Les nouvelles règles concerneront notamment les vêtements et les accessoires, les chapeaux, les chaussures, les couvertures, le linge de lit et de cuisine et les rideaux. À l’initiative du Parlement, les pays de l’Union peuvent également mettre en place des régimes de responsabilité élargie des producteurs de matelas.
Les États membres devront également se pencher sur les pratiques en matière de mode éphémère et de mode jetable (fast-fashion) lorsqu’ils décident des contributions financières aux régimes de responsabilité élargie des producteurs.

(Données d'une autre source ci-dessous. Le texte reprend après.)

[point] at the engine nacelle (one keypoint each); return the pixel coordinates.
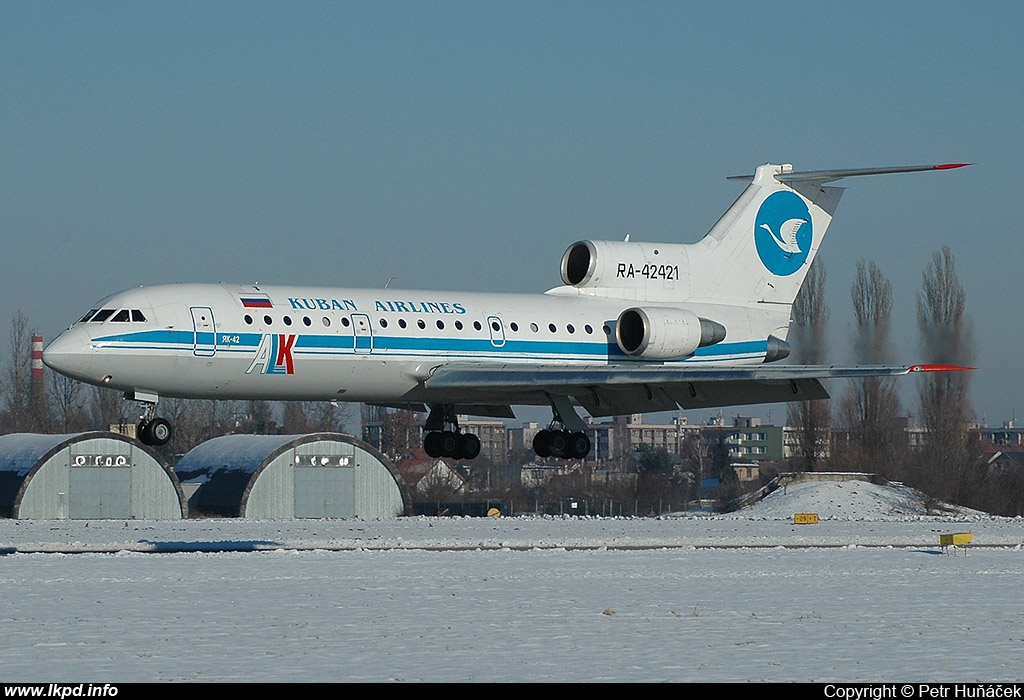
(665, 333)
(623, 264)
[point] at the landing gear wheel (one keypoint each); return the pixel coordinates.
(558, 443)
(579, 445)
(450, 444)
(156, 432)
(432, 444)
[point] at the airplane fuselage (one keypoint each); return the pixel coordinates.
(235, 342)
(638, 326)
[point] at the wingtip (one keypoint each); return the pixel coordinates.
(939, 367)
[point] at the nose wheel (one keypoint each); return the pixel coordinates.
(155, 432)
(152, 430)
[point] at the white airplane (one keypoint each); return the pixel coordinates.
(637, 327)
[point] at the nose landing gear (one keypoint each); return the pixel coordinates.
(152, 430)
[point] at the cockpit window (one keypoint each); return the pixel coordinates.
(102, 315)
(114, 315)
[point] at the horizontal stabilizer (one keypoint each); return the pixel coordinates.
(823, 176)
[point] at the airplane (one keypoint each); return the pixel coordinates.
(635, 327)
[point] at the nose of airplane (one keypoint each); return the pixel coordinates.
(70, 353)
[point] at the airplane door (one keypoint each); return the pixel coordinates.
(497, 330)
(363, 337)
(205, 344)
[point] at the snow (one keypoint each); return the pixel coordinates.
(865, 595)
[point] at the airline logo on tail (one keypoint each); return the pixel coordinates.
(782, 233)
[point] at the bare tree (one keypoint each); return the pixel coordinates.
(810, 324)
(16, 391)
(869, 411)
(68, 397)
(946, 335)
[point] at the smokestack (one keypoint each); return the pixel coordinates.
(36, 386)
(37, 358)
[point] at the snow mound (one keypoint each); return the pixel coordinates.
(848, 499)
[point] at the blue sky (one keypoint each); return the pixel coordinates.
(465, 145)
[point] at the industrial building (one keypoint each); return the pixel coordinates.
(322, 475)
(85, 476)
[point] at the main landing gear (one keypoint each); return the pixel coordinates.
(444, 438)
(152, 430)
(562, 439)
(561, 443)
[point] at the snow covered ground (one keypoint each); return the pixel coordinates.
(865, 595)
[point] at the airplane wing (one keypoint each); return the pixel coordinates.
(619, 389)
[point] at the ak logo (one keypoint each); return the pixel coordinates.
(273, 356)
(783, 232)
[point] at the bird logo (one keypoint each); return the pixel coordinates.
(786, 236)
(783, 232)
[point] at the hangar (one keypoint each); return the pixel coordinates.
(321, 475)
(85, 476)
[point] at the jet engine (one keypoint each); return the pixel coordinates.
(665, 334)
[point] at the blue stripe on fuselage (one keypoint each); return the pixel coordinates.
(311, 344)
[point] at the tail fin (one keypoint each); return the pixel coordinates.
(760, 251)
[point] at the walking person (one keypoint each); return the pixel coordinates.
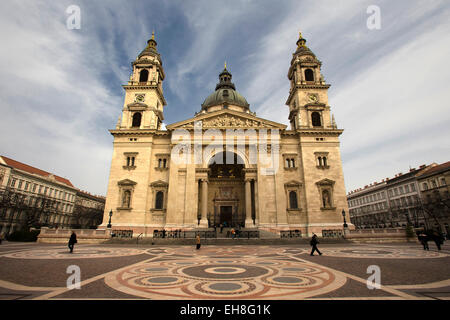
(437, 238)
(72, 241)
(313, 244)
(423, 238)
(198, 241)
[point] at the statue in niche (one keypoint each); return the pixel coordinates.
(326, 199)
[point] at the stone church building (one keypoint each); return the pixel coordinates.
(226, 165)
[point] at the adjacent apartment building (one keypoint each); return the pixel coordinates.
(31, 197)
(419, 197)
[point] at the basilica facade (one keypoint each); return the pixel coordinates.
(226, 165)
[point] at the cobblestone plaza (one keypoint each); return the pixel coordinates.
(279, 272)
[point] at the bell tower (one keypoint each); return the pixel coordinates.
(308, 95)
(144, 100)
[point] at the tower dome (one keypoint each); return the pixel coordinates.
(225, 95)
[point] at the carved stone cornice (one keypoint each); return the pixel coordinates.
(159, 184)
(305, 86)
(320, 132)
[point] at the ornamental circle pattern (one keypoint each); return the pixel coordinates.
(241, 278)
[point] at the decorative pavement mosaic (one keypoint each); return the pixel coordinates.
(225, 273)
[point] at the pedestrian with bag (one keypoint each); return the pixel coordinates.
(314, 242)
(72, 241)
(198, 241)
(423, 238)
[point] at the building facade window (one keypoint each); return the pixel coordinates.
(322, 160)
(143, 76)
(159, 200)
(137, 117)
(162, 161)
(316, 119)
(309, 75)
(293, 202)
(130, 160)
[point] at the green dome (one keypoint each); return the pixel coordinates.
(225, 95)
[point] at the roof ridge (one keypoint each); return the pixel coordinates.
(30, 169)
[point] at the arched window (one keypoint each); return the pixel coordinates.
(126, 199)
(315, 118)
(293, 204)
(137, 119)
(159, 200)
(326, 199)
(309, 75)
(143, 76)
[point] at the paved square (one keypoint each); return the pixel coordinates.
(281, 272)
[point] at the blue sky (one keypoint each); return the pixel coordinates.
(61, 89)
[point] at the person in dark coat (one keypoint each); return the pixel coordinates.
(423, 238)
(313, 244)
(72, 241)
(437, 238)
(198, 241)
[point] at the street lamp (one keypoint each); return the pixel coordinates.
(109, 223)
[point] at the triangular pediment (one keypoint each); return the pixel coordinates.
(227, 119)
(159, 183)
(325, 182)
(126, 182)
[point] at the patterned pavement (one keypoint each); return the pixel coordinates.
(33, 271)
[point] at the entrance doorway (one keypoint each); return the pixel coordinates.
(226, 214)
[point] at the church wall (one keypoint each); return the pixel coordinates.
(319, 218)
(139, 175)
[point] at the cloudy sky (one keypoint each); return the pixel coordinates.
(61, 89)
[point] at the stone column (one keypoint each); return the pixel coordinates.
(204, 208)
(256, 203)
(248, 204)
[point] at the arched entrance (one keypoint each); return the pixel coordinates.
(226, 190)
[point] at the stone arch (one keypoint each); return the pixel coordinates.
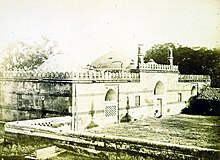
(159, 88)
(110, 95)
(193, 91)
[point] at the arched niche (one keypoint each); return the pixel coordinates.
(110, 95)
(159, 88)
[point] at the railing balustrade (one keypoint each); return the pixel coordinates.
(90, 75)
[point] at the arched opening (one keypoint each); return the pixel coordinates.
(159, 88)
(110, 95)
(193, 91)
(110, 105)
(159, 91)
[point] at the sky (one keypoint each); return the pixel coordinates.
(87, 29)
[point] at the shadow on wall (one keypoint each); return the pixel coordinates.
(202, 107)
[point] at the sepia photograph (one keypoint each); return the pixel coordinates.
(109, 79)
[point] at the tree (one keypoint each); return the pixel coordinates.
(24, 56)
(195, 60)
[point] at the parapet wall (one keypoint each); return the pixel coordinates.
(194, 78)
(89, 75)
(158, 67)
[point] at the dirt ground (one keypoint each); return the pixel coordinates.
(201, 131)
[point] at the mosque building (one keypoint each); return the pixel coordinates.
(104, 91)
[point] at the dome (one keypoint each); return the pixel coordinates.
(59, 63)
(151, 61)
(112, 60)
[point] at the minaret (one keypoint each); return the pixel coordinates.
(170, 56)
(140, 55)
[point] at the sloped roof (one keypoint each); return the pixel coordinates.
(112, 60)
(59, 63)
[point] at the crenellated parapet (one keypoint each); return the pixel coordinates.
(194, 78)
(70, 76)
(154, 67)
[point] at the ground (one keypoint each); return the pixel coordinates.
(201, 131)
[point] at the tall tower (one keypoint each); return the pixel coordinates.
(170, 56)
(140, 55)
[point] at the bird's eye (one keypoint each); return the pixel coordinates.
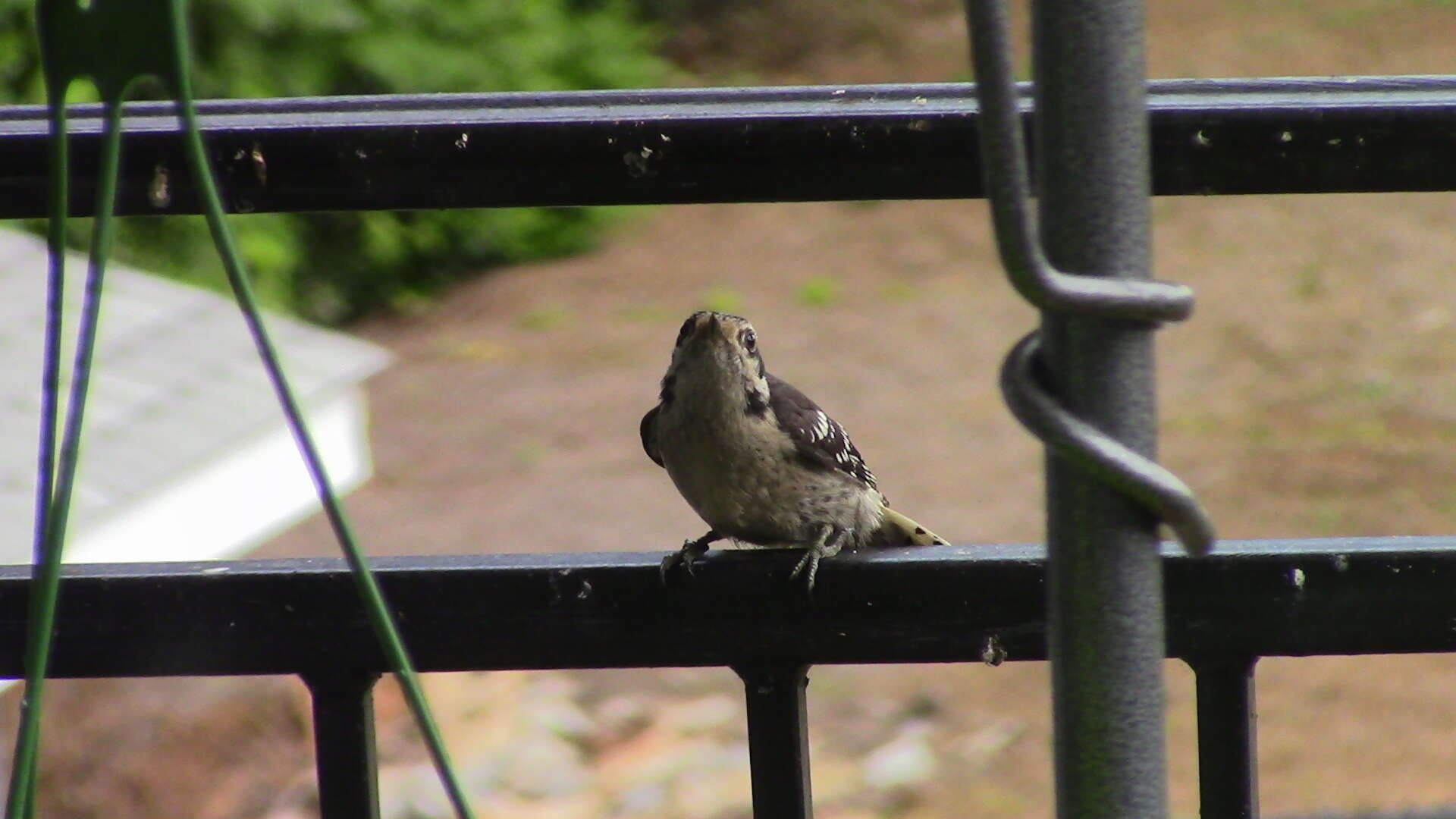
(688, 327)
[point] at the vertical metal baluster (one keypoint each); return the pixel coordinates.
(778, 741)
(344, 744)
(1228, 757)
(1106, 621)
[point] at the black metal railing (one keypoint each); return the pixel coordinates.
(946, 604)
(1256, 136)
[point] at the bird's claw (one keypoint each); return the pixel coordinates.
(686, 557)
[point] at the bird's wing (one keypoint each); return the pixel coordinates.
(650, 436)
(817, 438)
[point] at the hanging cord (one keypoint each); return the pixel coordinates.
(1005, 172)
(152, 42)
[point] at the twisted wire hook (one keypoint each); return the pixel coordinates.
(1005, 172)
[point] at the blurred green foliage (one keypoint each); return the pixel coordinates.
(338, 265)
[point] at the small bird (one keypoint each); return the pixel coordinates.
(759, 461)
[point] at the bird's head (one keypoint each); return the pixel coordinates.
(718, 347)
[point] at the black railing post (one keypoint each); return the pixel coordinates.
(778, 739)
(1106, 617)
(344, 744)
(1228, 760)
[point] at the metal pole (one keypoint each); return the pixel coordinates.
(1106, 620)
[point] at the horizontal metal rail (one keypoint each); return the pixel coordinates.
(1261, 136)
(946, 604)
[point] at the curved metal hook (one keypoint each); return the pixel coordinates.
(1101, 455)
(1003, 167)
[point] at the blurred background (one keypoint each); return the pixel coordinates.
(1310, 395)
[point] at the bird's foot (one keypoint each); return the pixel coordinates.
(688, 556)
(830, 539)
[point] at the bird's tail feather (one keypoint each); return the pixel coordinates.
(902, 531)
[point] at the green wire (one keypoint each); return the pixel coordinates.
(379, 614)
(67, 38)
(52, 522)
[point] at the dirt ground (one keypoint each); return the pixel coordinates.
(1310, 394)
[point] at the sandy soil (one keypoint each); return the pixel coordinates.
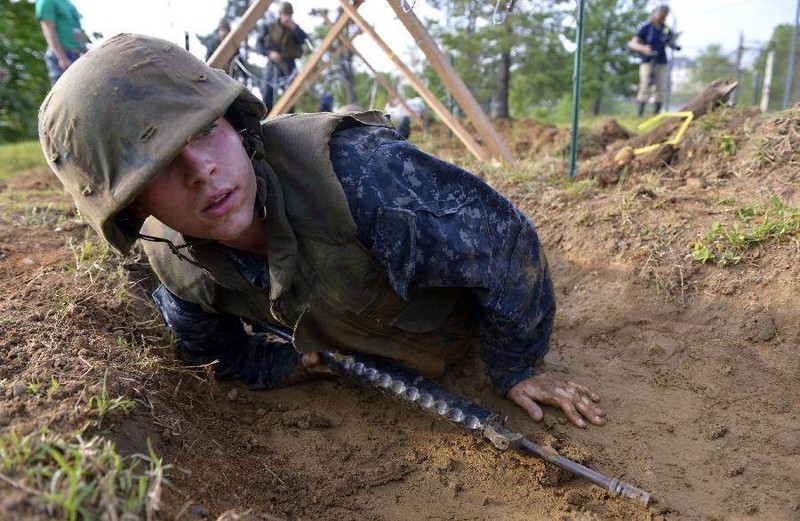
(697, 364)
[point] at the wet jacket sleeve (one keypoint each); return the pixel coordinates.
(203, 338)
(457, 232)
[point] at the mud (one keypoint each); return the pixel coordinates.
(697, 364)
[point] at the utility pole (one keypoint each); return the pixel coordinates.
(739, 56)
(787, 88)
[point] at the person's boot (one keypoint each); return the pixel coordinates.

Conformément aux règles de deuxième lecture, la Présidente a annoncé en plénière que l’acte proposé était considéré comme adopté (la position a déjà été approuvée par le Conseil au début de l’été).
Prochaines étapes
La loi va maintenant être signée par les deux colégislateurs, avant sa publication au Journal officiel de l’UE. Les pays de l’UE disposeront de 20 mois après son entrée en vigueur pour transposer les règles dans leur législation nationale.
Contexte
En juillet 2023, la Commission a proposé une révision des règles européennes en matière de déchets, axées sur les déchets alimentaires et textiles. Chaque année, près de 60 millions de tonnes de déchets alimentaires (132 kg par personne) et 12,6 millions de tonnes de déchets textiles sont générés dans l’UE. Les vêtements et les chaussures représentent à eux seuls 5,2 millions de tonnes de déchets, soit l’équivalent de 12 kg de déchets par personne et par an. On estime que moins de 1% de tous les textiles dans le monde sont recyclés en nouveaux produits.